On Monday, Trump told 14 nations including Japan and South Korea that they now face sharply higher tariffs from a new deadline of August 1.
Countries have been under pressure to conclude deals with the U.S. since Trump unleashed the trade war, causing a sharp selloff in stocks. Only two deals have been struck so far, with Britain and Vietnam. In June, Washington and Beijing agreed on a framework covering tariff rates.
With the first-quarter earnings season, “it was kind of like, we really don’t know what to expect. There were a lot less companies pulling guidance than anticipated, and it showed companies were still relatively resilient,” said Keith Lerner, chief market strategist at Truist Advisory Services in Atlanta.
“The question was, maybe they’re resilient because we haven’t really seen the impact.”
Tariffs are expected to increase prices and slow down growth, though uncertainty over the ultimate policies has also been a drag since it leads businesses to postpone decisions.
While trade negotiations are still under way, tariffs will likely again be a topic on many company conference calls, said Peter Tuz, president of Chase Investment Counsel in Charlottesville, Virginia.
Higher tariffs have yet to weigh on sales forecasts or corporate spending plans at the aggregate index level, David Kostin, Goldman Sachs’ chief U.S. equity strategist and his team wrote.
However, they cited risks to some corporate margins, if companies are forced to absorb tariff costs. Goldman Sachs economists expect consumers to absorb 70% of the direct cost.
Second-quarter earnings growth forecasts have stabilized in recent weeks after falling sharply in early April.
The initial negative earnings revisions followed Trump’s “Liberation Day” tariff announcements in April, while expectations for tariff-exposed sectors such as autos, transportation and consumer durables remain steeply below April levels, Sean Simonds and other equity strategists at UBS wrote in a note.
Over the last three months, the estimated second-quarter earnings growth rate declined 4.4 percentage points, compared with the prior three-year average drop of 3.5 points, according to Tajinder Dhillon, senior research analyst at LSEG Data & Analytics.
Strategists say that is not necessarily a negative, since most S&P 500 companies typically beat analysts’ earnings estimates and lower expectations can mean a lower bar to beat.
“Expectations are sufficiently low for many S&P 500 companies to show much better-than-expected Q2 earnings growth,” Nicholas Colas, co-founder of DataTrek wrote in a recent note.
That the S&P 500 has recently hit a record high “says that the market sees things the same way,” he wrote.

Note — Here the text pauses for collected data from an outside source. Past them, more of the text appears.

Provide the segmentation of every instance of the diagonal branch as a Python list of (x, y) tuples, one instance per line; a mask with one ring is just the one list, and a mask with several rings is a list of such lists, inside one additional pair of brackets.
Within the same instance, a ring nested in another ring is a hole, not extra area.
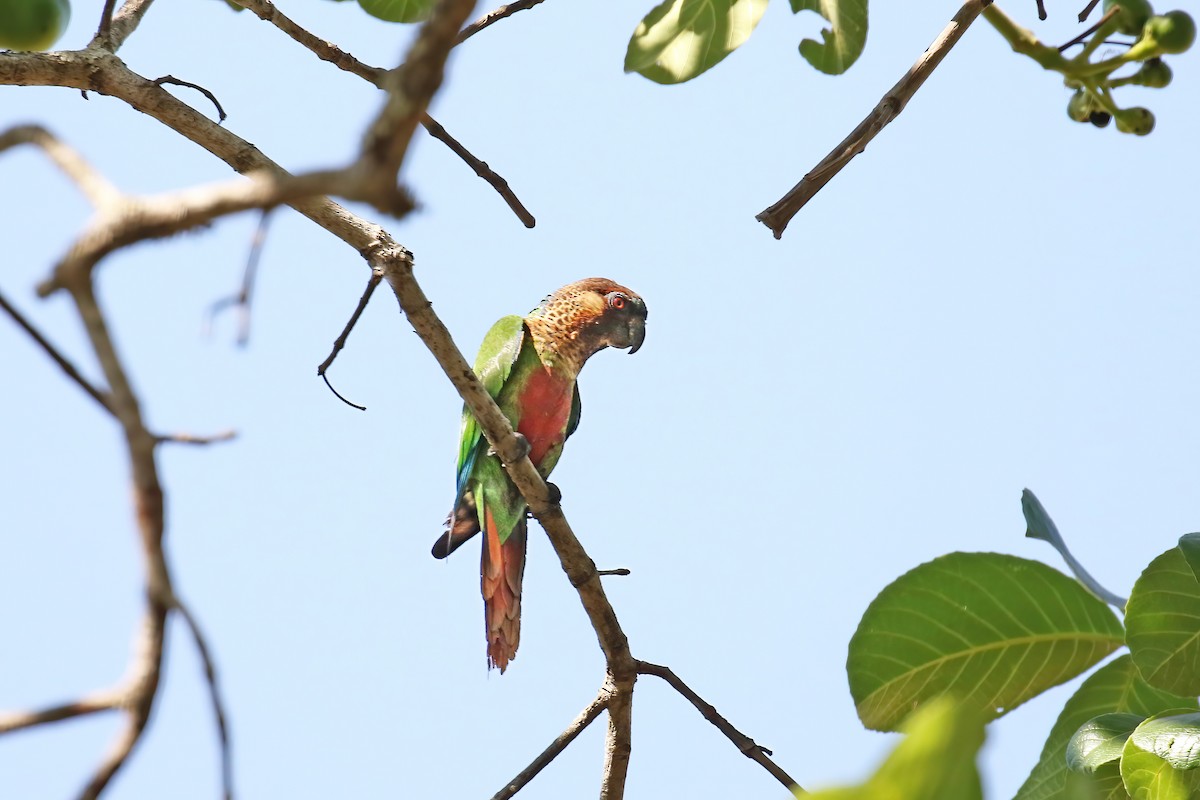
[(217, 686), (217, 668), (213, 663), (212, 651), (209, 649), (208, 640), (200, 631), (199, 623), (192, 616), (191, 610), (178, 599), (175, 602), (175, 610), (187, 624), (188, 631), (192, 634), (192, 641), (196, 645), (196, 652), (200, 655), (200, 663), (204, 666), (204, 681), (208, 685), (208, 696), (212, 702), (213, 717), (217, 723), (217, 742), (220, 744), (221, 751), (221, 787), (224, 800), (233, 800), (233, 761), (232, 750), (229, 746), (229, 723), (226, 722), (228, 715), (225, 713), (225, 703), (221, 700), (221, 690)]
[(755, 744), (753, 739), (729, 724), (729, 720), (718, 714), (717, 710), (710, 703), (692, 691), (691, 687), (680, 680), (679, 676), (670, 667), (651, 664), (649, 661), (639, 661), (637, 663), (637, 671), (640, 675), (653, 675), (656, 678), (662, 678), (671, 685), (671, 688), (687, 698), (688, 702), (696, 707), (701, 716), (711, 722), (717, 730), (725, 734), (742, 755), (761, 764), (763, 769), (771, 773), (775, 777), (775, 780), (782, 783), (788, 790), (792, 792), (803, 791), (799, 784), (792, 780), (790, 775), (769, 758), (771, 755), (770, 750)]
[(0, 293), (0, 308), (4, 309), (13, 318), (13, 321), (29, 334), (29, 338), (33, 339), (39, 347), (46, 351), (46, 355), (50, 356), (50, 360), (58, 364), (59, 369), (65, 372), (68, 378), (75, 381), (79, 385), (79, 388), (87, 392), (89, 397), (100, 404), (101, 408), (110, 414), (114, 413), (112, 406), (109, 404), (108, 395), (89, 383), (88, 379), (83, 377), (79, 370), (75, 368), (75, 365), (60, 353), (58, 348), (51, 344), (46, 337), (42, 336), (41, 332), (33, 326), (33, 323), (27, 320), (24, 314), (9, 303), (8, 299), (2, 293)]
[(0, 713), (0, 734), (46, 725), (51, 722), (61, 722), (64, 719), (86, 717), (100, 711), (114, 711), (120, 708), (120, 702), (121, 694), (119, 692), (107, 691), (37, 711), (3, 712)]
[(408, 144), (429, 101), (442, 85), (446, 59), (475, 0), (439, 0), (421, 26), (404, 62), (384, 80), (383, 109), (367, 128), (356, 168), (376, 208), (402, 216), (411, 201), (397, 185)]
[(837, 147), (833, 148), (829, 155), (821, 159), (808, 174), (800, 179), (799, 183), (789, 189), (787, 194), (776, 201), (774, 205), (759, 212), (755, 219), (770, 228), (776, 239), (781, 238), (784, 229), (792, 221), (792, 217), (796, 216), (797, 212), (804, 208), (805, 204), (821, 191), (833, 176), (841, 172), (842, 168), (849, 164), (856, 155), (866, 150), (867, 144), (889, 122), (900, 115), (912, 96), (942, 63), (942, 59), (950, 52), (950, 48), (958, 43), (975, 18), (991, 3), (992, 0), (967, 0), (950, 20), (950, 24), (934, 40), (933, 44), (929, 45), (929, 49), (922, 53), (904, 77), (888, 90), (888, 93), (871, 110), (866, 119), (858, 123), (858, 127), (852, 130)]
[(596, 717), (600, 716), (600, 712), (608, 708), (610, 697), (611, 692), (606, 684), (600, 689), (600, 692), (596, 695), (596, 699), (589, 703), (587, 708), (579, 712), (579, 716), (571, 720), (571, 724), (567, 726), (566, 730), (555, 737), (550, 746), (539, 753), (538, 757), (528, 767), (518, 772), (516, 777), (505, 784), (503, 789), (496, 792), (492, 796), (492, 800), (508, 800), (508, 798), (521, 791), (525, 787), (525, 784), (537, 777), (537, 774), (545, 769), (551, 761), (558, 758), (558, 754), (566, 750), (567, 745), (575, 741), (575, 738), (583, 733), (584, 728), (591, 725)]
[(462, 29), (462, 32), (458, 34), (457, 44), (462, 44), (487, 26), (493, 25), (505, 17), (511, 17), (518, 11), (525, 11), (533, 8), (536, 5), (540, 5), (544, 1), (545, 0), (517, 0), (515, 3), (509, 3), (508, 5), (500, 6), (495, 11), (489, 11)]

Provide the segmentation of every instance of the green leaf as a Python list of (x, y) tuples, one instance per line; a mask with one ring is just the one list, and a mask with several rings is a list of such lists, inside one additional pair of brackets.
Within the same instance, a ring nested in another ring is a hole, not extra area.
[[(1169, 716), (1170, 712), (1163, 716)], [(1138, 726), (1152, 727), (1157, 718), (1151, 717)], [(1200, 793), (1200, 770), (1180, 770), (1153, 751), (1141, 746), (1143, 737), (1134, 731), (1121, 753), (1121, 778), (1125, 791), (1138, 800), (1190, 800)]]
[(1080, 726), (1067, 745), (1067, 769), (1095, 772), (1121, 758), (1121, 749), (1133, 729), (1142, 724), (1141, 714), (1112, 712), (1093, 717)]
[(1185, 533), (1179, 537), (1179, 552), (1196, 580), (1200, 581), (1200, 533)]
[(865, 783), (803, 796), (805, 800), (978, 800), (983, 796), (975, 756), (983, 721), (942, 698), (915, 712), (908, 734)]
[(1133, 740), (1175, 769), (1200, 767), (1200, 713), (1156, 715), (1137, 727)]
[(841, 75), (867, 44), (867, 0), (792, 0), (792, 13), (815, 11), (829, 23), (821, 38), (800, 42), (800, 55), (828, 75)]
[[(1073, 793), (1072, 784), (1084, 784), (1095, 788), (1097, 784), (1108, 786), (1114, 794), (1102, 790), (1097, 797), (1124, 798), (1124, 784), (1120, 771), (1105, 767), (1091, 776), (1095, 780), (1084, 781), (1084, 776), (1067, 770), (1067, 744), (1081, 725), (1100, 714), (1113, 711), (1148, 717), (1169, 708), (1190, 705), (1196, 707), (1195, 698), (1179, 697), (1155, 689), (1142, 680), (1141, 673), (1133, 665), (1128, 654), (1113, 659), (1093, 674), (1076, 690), (1063, 706), (1062, 712), (1050, 729), (1046, 744), (1037, 764), (1021, 784), (1015, 800), (1067, 800), (1088, 797), (1088, 793)], [(1107, 776), (1107, 777), (1106, 777)], [(1079, 779), (1079, 780), (1077, 780)], [(1115, 787), (1115, 789), (1114, 789)]]
[(999, 553), (951, 553), (879, 593), (850, 640), (846, 671), (863, 724), (894, 730), (947, 692), (998, 717), (1121, 643), (1108, 606), (1061, 572)]
[(1067, 543), (1063, 540), (1062, 534), (1058, 532), (1058, 526), (1054, 524), (1054, 520), (1050, 519), (1050, 515), (1046, 513), (1042, 501), (1038, 500), (1037, 495), (1028, 489), (1021, 492), (1021, 513), (1025, 515), (1025, 536), (1027, 538), (1049, 542), (1063, 557), (1063, 560), (1067, 562), (1067, 566), (1071, 568), (1071, 572), (1075, 573), (1076, 580), (1082, 583), (1089, 592), (1109, 605), (1116, 606), (1117, 608), (1125, 607), (1126, 600), (1124, 597), (1115, 595), (1101, 586), (1100, 582), (1083, 568), (1083, 564), (1075, 560), (1075, 556), (1071, 555), (1071, 551), (1067, 549)]
[(1129, 800), (1121, 780), (1121, 762), (1110, 761), (1095, 772), (1067, 772), (1064, 800)]
[(435, 0), (358, 0), (362, 10), (385, 22), (421, 22), (429, 18)]
[(1150, 562), (1125, 607), (1126, 641), (1147, 683), (1200, 694), (1200, 582), (1172, 547)]
[(690, 81), (741, 47), (766, 10), (767, 0), (666, 0), (638, 23), (625, 71), (656, 83)]

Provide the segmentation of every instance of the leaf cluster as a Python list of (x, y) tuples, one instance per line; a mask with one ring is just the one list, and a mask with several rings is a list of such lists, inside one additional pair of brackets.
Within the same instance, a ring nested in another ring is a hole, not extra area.
[[(1027, 535), (1051, 541), (1077, 567), (1032, 493), (1023, 505)], [(863, 724), (927, 737), (927, 726), (982, 726), (1126, 649), (1067, 701), (1016, 800), (1200, 796), (1200, 534), (1146, 567), (1123, 623), (1089, 585), (1090, 577), (1000, 553), (951, 553), (900, 576), (850, 642), (846, 669)], [(960, 716), (914, 714), (947, 703)], [(982, 737), (958, 740), (977, 748)], [(963, 763), (961, 752), (951, 764), (927, 749), (918, 771), (945, 778)], [(961, 786), (956, 795), (870, 793), (869, 784), (828, 796), (978, 796)]]

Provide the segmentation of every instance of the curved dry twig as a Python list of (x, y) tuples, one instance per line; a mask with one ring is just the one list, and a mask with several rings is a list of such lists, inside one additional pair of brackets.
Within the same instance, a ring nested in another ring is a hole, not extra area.
[(950, 48), (958, 43), (975, 18), (991, 4), (992, 0), (967, 0), (950, 20), (950, 24), (921, 54), (921, 57), (905, 73), (904, 77), (888, 90), (888, 93), (871, 110), (867, 118), (858, 123), (858, 127), (850, 131), (850, 134), (801, 178), (799, 183), (789, 189), (787, 194), (759, 212), (755, 219), (770, 228), (776, 239), (781, 238), (784, 229), (792, 221), (792, 217), (796, 216), (797, 212), (804, 208), (805, 204), (821, 191), (833, 176), (841, 172), (842, 168), (849, 164), (856, 155), (866, 150), (867, 144), (889, 122), (900, 115), (912, 96), (942, 63), (942, 59), (950, 52)]

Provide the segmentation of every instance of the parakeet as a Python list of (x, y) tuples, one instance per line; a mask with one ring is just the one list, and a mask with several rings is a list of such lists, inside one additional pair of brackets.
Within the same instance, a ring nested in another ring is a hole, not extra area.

He and others see a possible benefit to earnings from the U.S. dollar’s weakness, which makes U.S. goods less expensive overseas.
The dollar index, which measures the greenback against a basket of currencies, fell about 7% in the second quarter. It is down about 10% year to date and had the biggest drop over the first six months of any year since 1973.
“A lot of the big Fortune 500 companies do half their business overseas, so it might be a source of positive surprises for some companies, and maybe enough to offset what they might say about the tariffs going forward,” Tuz said.
Technology shares rebounded sharply in the second quarter, rising 23.5% after falling in the first quarter. Communication services also rebounded in the second quarter.
The two sectors are expected to have had the biggest earnings growth from a year ago in the second quarter, with technology earnings seen up 17.7% from a year ago and communication services up 31.8%, based on LSEG data.
Optimism about artificial intelligence remains high. Last week, the market value of Nvidia, the leading designer of high-end AI chips, neared $4 trillion, briefly putting it on track to become the most valuable company in history.
“You need the big names, the megacaps to not disappoint in a big way,” said Robert Pavlik, senior portfolio manager at Dakota Wealth in Fairfield, Connecticut.